Przeczytaj u nas o temacie: wycieczka

wtorek, 03 luty 2015 22:20

3 lutego 2015 roku

Premierzyca wezwała na posterunek posiłki! Posiłki owe składką się z młodych, zdolnych, nieopatrzonych niemalże bezpartyjnych fachowców. Wymienię nazwiska, chociaż działacze ci sa na tyle młodzi, że nic Wam one nie powiedzą. Kidawa-Błońska vel Margo Kidelho została rzeczniczką rządu, Vini Rostowski – szefem doradców politycznych, zaś Misio „Semper fidelis” Kamiński – sekretarzem stanu w KPRM odpowiedzialnym za prace Centrum Informacyjnego Rządu. Absolutnie nowe otwarcie!

Do klubu Platformy dołączył również Jasio Tomaszewski zwany „spoconym Jankiem”. Dowiedzieliśmy się od Stefka Muchołapa jaki to porządny człowiek. Że niedawno twierdził, że to kmiot? Ale kto o tym poza faszystami pamięta? A Jasia podobno urzekła premierzyca.
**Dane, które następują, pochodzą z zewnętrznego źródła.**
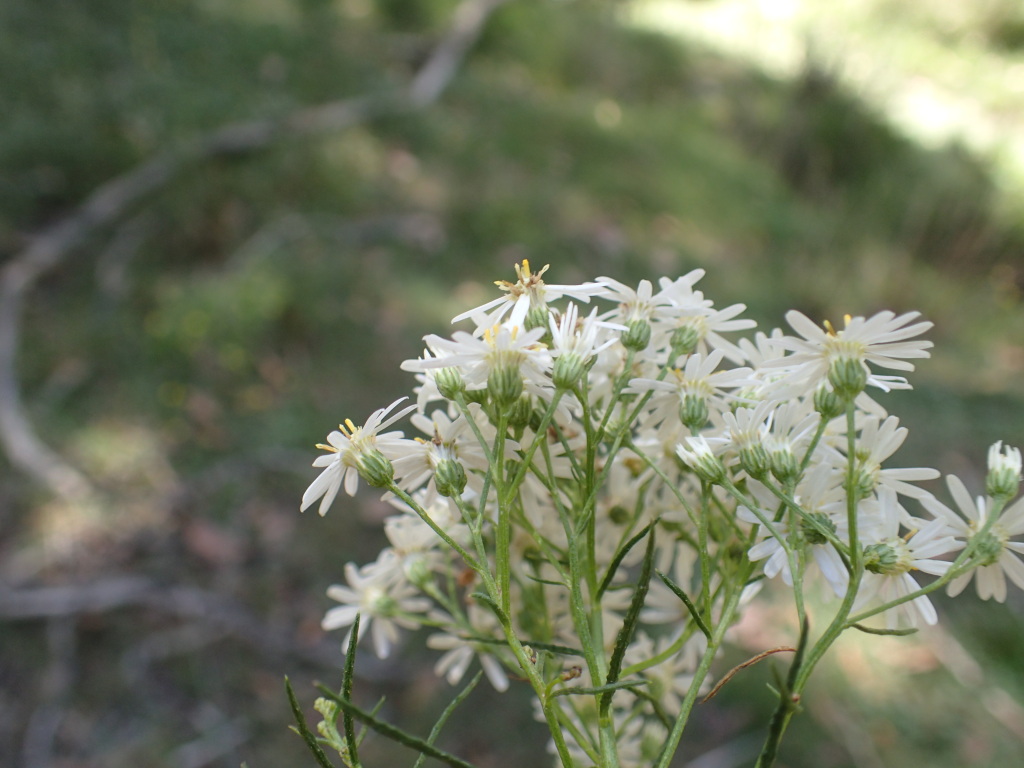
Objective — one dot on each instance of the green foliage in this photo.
(214, 317)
Wydaje mnie się jednak, że uznał, że skoro ona robi karierę w tej zbieraninie to on też da radę.

Swoją drogą bezkompromisowy ten Jasio. Kiedyś ujadał na PZPN, więc dostał posadkę w komisji etyki i przestał, teraz ujadała na PO do tego stopnia, że się przyłączył. Ciekawa historia.

Protest górników przed siedzibą Jastrzębskiej Spółki Węglowej skończyła się delikatną awanturką. Oczywiście „górnicy i kibole zaatakowali policję i chcieli wedrzeć się do budynku”. Taki jest oficjalny przekaz i jego należy się trzymać. Milicja tradycyjnie w obronie własnej użyła broni gładkolufowej. Tym razem nie pomylili amunicji. Ciekawe, czy GóWno – skąd zaczerpnąłem cytat – dopuszcza, że górnik może być kibolem?

Marne trzy miesiące zajęło dzielnemu „wymiarowi sprawiedliwości” formalne „przywrócenie do życia” kobiety, która obudziła się w kostnicy... Trzy miesiące w IIIRP trwa coś, co powinno być ogarnięte w, góra, 48 godzin. Niesamowite.

Polskie MSZ awanturuje się z Rosją, bo ze Schetyny taki dyplomata jak ze mnie baletnica. W oświadczeniu podwładnych Schetyny możemy przeczytać m.in., że język użyty w oświadczeniu Rosyjskiego MSZ „nie odpowiada standardom dyplomacji”. A niby standardom dyplomacji odpowiada Schetyna? W jakimkolwiek punkcie?    

Przy okazji Ruscy eksmitowali nasz konsulat w Petersburgu. Za niepłacenie czynszu. Czyli za coś czego się zwyczajowo nie robi. W zamian Warszawa i Gdańsk wystawiły rachunki za użytkowanie obiektów w przez Ruskich w tych miastach. Skończy się na niczym, ale przepychanka poziomem odpowiada dyskusjom Lisa z Terlikowskim.

Parlamentarzyści wrócili z wyprawy na szczyt Kilimandżaro. Podobno pojechali do Afryki wejść na górę żeby pomóc chorym dzieciom. A może by tak zamienić tą jednorazowa akcję na pomoc ciągłą? Niech włażą na Kilimandżaro codziennie do końca kadencji. Taką mam koncepcję.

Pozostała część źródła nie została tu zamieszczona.